What’s In A Collaborative Participation Agreement?
If you and your spouse agree to use the Collaborative Divorce process in Florida, one of the first steps you’ll take is signing a Collaborative Participation Agreement. This agreement sets the tone for a respectful, private, and team-supported process to resolve your divorce without fighting in court. It’s a powerful document that helps you and your spouse stay focused on resolution instead of conflict. And, because the rules of Collaborative Divorce are so different than the old-style adversarial divorce options, it is important that you understand what you and your spouse are signing yourselves up for.

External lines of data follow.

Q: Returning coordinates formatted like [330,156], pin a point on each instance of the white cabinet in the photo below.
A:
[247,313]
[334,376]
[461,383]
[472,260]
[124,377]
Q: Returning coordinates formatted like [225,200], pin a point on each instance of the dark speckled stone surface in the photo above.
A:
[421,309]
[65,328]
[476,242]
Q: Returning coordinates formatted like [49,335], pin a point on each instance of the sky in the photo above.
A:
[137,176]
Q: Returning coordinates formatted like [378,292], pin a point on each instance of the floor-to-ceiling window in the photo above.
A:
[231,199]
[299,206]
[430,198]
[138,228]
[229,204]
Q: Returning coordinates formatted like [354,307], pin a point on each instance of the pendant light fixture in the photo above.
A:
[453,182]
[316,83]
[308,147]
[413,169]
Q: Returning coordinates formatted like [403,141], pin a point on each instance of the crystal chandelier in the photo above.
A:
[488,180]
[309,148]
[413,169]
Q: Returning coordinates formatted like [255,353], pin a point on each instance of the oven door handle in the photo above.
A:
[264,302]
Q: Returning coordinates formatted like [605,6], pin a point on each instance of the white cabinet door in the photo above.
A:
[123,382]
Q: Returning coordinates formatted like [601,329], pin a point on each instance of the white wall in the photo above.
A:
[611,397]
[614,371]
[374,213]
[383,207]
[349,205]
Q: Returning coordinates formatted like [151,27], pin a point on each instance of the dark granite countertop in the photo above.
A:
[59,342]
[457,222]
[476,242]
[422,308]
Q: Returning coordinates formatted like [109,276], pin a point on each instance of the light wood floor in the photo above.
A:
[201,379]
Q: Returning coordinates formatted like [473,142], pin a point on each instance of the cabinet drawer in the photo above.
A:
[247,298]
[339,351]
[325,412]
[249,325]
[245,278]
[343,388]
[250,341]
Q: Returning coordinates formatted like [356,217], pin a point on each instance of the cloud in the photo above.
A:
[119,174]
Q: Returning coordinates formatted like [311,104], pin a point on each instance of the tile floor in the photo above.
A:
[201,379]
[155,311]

Below is a summary of what our law firm’s most commonly used Collaborative Participation Agreement includes—and why it matters to you. You will also find the text of our current Collaborative Participation Agreement below (please note that your Collaborative Participation Agreement may vary from the one below).
Who’s on Your Team?
In a Collaborative Divorce, each spouse has their own separate lawyer so that each of you can speak freely and get independent legal advice. These lawyers don’t act as adversaries—instead, they work together to help both of you reach a solution. In your case, one of the attorneys may be Adam B. Cordover, a leader in Florida’s Collaborative Law movement and co-author of the American Bar Association’s book Building a Successful Collaborative Family Law Practice. Adam has trained professionals across the U.S. and abroad and brings deep knowledge of complex financial matters.
You’ll also likely have:
- A Neutral Facilitator – A licensed mental health professional who is a communication specialist, team leader to keep discussions progressing (rather than focused on the fights of the past), and expert of childhood development to help craft a parenting plan tailored to your kids’ needs (if there are children).
- A Neutral Financial Professional – A financial expert who helps efficiently gather required documents (known as “mandatory disclosure”), educate both spouses so that each understands what is in the marital bucket before expected to make long-lasting decisions, and build realistic support and property division options that work for your family.
- Collaborative Assistant – A volunteer notetaker. The Collaborative Assistant agrees to the same confidentiality rules as the other professionals. He or she takes notes during meetings so that your professionals can focus in real time on tending to your family’s needs.
Other specialists, like child or business valuation experts, can be brought in if needed.